En aquel momento entró Du Châtelet, atrapando la ocasión al vuelo de hacerse apoyar ante la marquesa por Montriveau, uno de los reyes de París. Saludó a madame de Bargeton y rogó a madame d’Espard que le perdonara la libertad de invadir su palco: ¡hacía tanto tiempo que se había separado de su compañero de viaje! Montriveau y él se volvían a ver por primera vez, después de haberse separado en medio del desierto.
— ¡Separarse en el desierto y volverse a encontrar en la Ópera! —dijo Lucien.
—Es una verdadera agnición de teatro —dijo Canalis.
Montriveau presentó al barón Du Châtelet a la marquesa y ésta dispensó al antiguo primer secretario de Su Alteza Imperial una acogida tanto más calurosa cuanto que le había visto ya ser bien recibido en tres palcos, porque madame de Sérizy no admitía más que a personas de nota y porque, finalmente, era el compañero de Montriveau. Este último título tenía tan gran valor que madame de Bargeton pudo ver en el tono, en las miradas y en los ademanes de los cuatro personajes que reconocían sin disputa a Du Châtelet como a uno de los suyos. La conducta sultanesca observada por Du Châtelet en provincias quedó de repente explicada para Naïs. Por fin, Du Châtelet vio a Lucien y le dirigió uno de esos pequeños saludos, secos y fríos, con los cuales un hombre desacredita a otro dando a entender a las personas de mundo el ínfimo lugar que ocupa en la escala social. Acompañó su saludo con un aire sardónico que parecía querer decir: «¿Por qué casualidad se encuentra aquí?». Du Châtelet fue bien comprendido, porque De Marsay se acercó al oído de Montriveau, de manera que el barón pudiera oírlo, para decirle: «Pregúntele quién es este extraño joven que tiene todo el aspecto de uno de esos maniquíes vestidos que se ven ante la puerta de un sastre».

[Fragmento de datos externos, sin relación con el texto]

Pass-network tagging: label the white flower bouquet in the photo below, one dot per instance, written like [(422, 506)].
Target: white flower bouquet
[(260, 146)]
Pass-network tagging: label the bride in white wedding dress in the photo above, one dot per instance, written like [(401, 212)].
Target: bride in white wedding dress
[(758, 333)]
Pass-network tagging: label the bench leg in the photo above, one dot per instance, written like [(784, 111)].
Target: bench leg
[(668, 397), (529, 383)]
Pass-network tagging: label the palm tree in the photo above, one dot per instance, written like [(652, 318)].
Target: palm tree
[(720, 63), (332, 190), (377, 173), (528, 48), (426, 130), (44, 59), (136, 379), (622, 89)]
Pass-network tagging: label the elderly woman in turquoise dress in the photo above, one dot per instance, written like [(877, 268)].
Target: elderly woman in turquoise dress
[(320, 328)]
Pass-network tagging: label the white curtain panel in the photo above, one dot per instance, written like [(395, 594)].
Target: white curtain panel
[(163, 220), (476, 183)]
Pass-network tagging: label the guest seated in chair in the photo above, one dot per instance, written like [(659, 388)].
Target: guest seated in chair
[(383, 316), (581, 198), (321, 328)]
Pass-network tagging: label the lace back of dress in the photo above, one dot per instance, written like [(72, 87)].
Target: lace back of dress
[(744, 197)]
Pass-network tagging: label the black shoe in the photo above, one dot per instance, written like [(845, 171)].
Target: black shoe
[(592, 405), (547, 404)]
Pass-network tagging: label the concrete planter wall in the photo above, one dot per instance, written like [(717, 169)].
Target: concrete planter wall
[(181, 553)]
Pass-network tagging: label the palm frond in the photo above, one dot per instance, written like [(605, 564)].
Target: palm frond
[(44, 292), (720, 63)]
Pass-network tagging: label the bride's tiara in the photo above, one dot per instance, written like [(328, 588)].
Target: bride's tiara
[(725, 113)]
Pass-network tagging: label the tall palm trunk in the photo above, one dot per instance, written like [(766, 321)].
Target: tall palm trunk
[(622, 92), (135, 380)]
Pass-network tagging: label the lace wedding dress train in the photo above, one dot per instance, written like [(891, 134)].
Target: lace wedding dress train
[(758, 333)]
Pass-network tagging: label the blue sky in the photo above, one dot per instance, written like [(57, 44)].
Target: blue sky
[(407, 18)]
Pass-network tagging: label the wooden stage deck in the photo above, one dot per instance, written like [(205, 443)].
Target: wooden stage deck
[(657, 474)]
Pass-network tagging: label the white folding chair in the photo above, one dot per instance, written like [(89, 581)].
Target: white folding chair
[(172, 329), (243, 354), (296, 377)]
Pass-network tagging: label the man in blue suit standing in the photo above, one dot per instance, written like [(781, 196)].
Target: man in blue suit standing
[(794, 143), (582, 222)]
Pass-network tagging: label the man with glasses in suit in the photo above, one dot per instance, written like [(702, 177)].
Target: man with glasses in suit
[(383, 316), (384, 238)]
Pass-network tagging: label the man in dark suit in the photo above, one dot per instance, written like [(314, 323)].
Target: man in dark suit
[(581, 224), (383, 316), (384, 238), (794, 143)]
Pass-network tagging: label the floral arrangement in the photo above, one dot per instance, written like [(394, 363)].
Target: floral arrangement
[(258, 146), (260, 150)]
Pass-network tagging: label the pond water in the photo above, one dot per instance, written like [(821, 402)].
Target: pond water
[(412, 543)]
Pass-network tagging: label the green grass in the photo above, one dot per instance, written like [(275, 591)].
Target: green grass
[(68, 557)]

Du Châtelet habló durante un momento al oído de su compañero, con aire de reanudar su amistad, y sin duda hizo trizas a su rival. Sorprendido por el arte de tener siempre salidas ingeniosas, por la finura con que aquellos hombres soltaban sus respuestas, Lucien estaba aturdido por lo que se ha dado en llamar la pulla, la agudeza y, sobre todo, por la facundia y la soltura de ademanes. El lujo que por la mañana le había asombrado en las cosas lo encontraba ahora en las ideas. Se preguntaba por qué misterio aquella gente encontraba de improviso reflexiones picantes y réplicas que a él no se le habrían ocurrido sino tras larga reflexión. Además, aquellos cinco hombres de mundo no sólo se sentían cómodos con la conversación, sino también con su indumentaria: no llevaban nada ni nuevo ni viejo. Nada brillaba en ella, y todo atraía la mirada. Su lujo de hoy era el de ayer y sería el de mañana. Lucien comprendió que tenía el aspecto de un hombre que se viste por primera vez en su vida.
—Amigo mío —decía De Marsay a Félix de Vandenesse—, ¡este pequeño Rastignac se lanza como una cometa! ¡Ahí lo tiene con la marquesa de Listomère, hace progresos, nos está observando con sus impertinentes! Sin duda debe de conocer al señor —prosiguió el dandy dirigiéndose a Lucien, pero sin mirarlo.
—Es difícil —respondió madame de Bargeton— que el nombre del gran hombre del que nos sentimos orgullosos no haya llegado hasta él; su hermana oyó últimamente a monsieur de Rubempré leernos unos versos hermosísimos.